Israël : Shelly Yacimovitch, dame de fer et de coeur

L’élection d’une authentique candidate sociale-démocrate, Shelly Yacimovitch, à la tête du Parti travailliste pourrait rééquilibrer le paysage politique. Et préparer l’alternance.

Mis à jour le 21 octobre 2011 à 10:31

Shelly Yacimovitch a remporté la primaire du Parti travailliste israëlien. © Jack Guez/AFP

Une femme au verbe haut, dotée d’un sens aigu de la vertu et haïssant les riches. Telle est le profil de Shelly Yacimovitch, nouvelle figure de proue de la gauche israélienne et synonyme d’espoir pour une large frange de l’opinion. Le 21 septembre, cette ancienne journaliste de 51 ans, mère de deux enfants, remportait les primaires du Parti travailliste. Au second tour du scrutin, elle a obtenu 54 % des suffrages, contre 46 % pour l’ancien ministre de la Défense, Amir Peretz. Sa victoire est d’abord celle de la jeune génération du parti, qui prône un retour aux « racines sociales-démocrates ».

2013 en ligne de mire. Dès l’entame de sa carrière de députée, en 2006, Shelly Yacimovitch fait de la lutte contre les injustices sociales son unique leitmotiv. Ce thème a logiquement marqué sa campagne, rencontrant un large écho chez les « indignés », dont les revendications ont animé la vie politique du pays durant tout l’été. En première ligne sur le terrain, les étudiants ont vite rallié Yacimovitch, tout comme la puissante Histadroute, la principale centrale syndicale.

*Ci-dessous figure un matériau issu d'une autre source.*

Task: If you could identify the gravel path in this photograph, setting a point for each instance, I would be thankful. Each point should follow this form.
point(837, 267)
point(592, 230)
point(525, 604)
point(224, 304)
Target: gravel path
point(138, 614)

« Voilà une nouvelle opportunité pour redresser notre parti », déclarait la nouvelle chef de la gauche israélienne lors de son discours d’investiture, consciente qu’elle ne dispose que de peu de temps pour convertir son capital de sympathie en réservoir électoral. Alors que les prochaines législatives sont annoncées pour 2013, un récent sondage du quotidien Haaretz révèle que, sous l’impulsion de Yacimovitch, les travaillistes passeraient de huit à vingt-deux sièges à la Knesset. Un résultat qui permettrait au parti de reconstituer une force d’opposition crédible face au Likoud de Benyamin Netanyahou. « Nous avons l’intention de présenter une véritable alternative à la droite, car il n’y en a aucune à l’heure actuelle », estime Yacimovitch. Pour Kadima, la menace est d’autant plus sérieuse que la formation centriste dirigée par Tzipi Livni a beaucoup déçu dans son rôle d’outsider, même en mettant un point d’honneur à ne pas siéger dans l’actuel gouvernement.

Lucide. Première femme élue à la tête des travaillistes depuis Golda Meir en 1969, Yacimovitch assume volontiers l’héritage historique du mouvement. « Les socialistes ont bâti le pays, et il est grand temps de rebâtir l’État d’Israël », martèle-t-elle à chacune de ses interventions. Sauf que l’état d’émiettement du parti, miné par les divisions et les luttes d’ego, laisse nombre d’observateurs sceptiques sur sa capacité à ramener la gauche au pouvoir. Comme s’ils ne s’étaient toujours pas remis de l’assassinat d’Itzhak Rabin, les travaillistes peinent à retrouver un semblant d’équilibre. Après avoir vu se succéder à sa tête plus de sept leaders en dix ans, le mouvement a également connu deux schismes majeurs : le premier en 2006, lors de la création du parti Kadima par Ariel Sharon, conséquence du retrait israélien de Gaza ; le second en janvier dernier, à l’issue du départ précipité d’Ehoud Barak, décrié pour ses participations successives à des coalitions de droite et largement tenu pour responsable du déclin des travaillistes. Pour réunifier le parti, Shelly Yacimovitch devra user de sa réputation de « dame de fer ». Mais la route promet d’être longue et semée d’embûches. « Nous pouvons revenir au premier plan, mais pas tout de suite », prévient-elle, lucide.

Il demeure un point essentiel sur lequel la nouvelle patronne de la gauche israélienne devra rapidement clarifier ses intentions : les Palestiniens. Après avoir tenu des propos ambigus sur la colonisation, Yacimovitch cherchera à ressusciter l’illustre camp de la paix que son parti avait incarné durant les accords d’Oslo. Hasard du calendrier, sa prise de fonctions avait coïncidé avec la demande d’adhésion de l’État palestinien à l’ONU. Elle avait appelé le Premier ministre, Benyamin Netanyahou, à le reconnaître aux côtés d’Israël.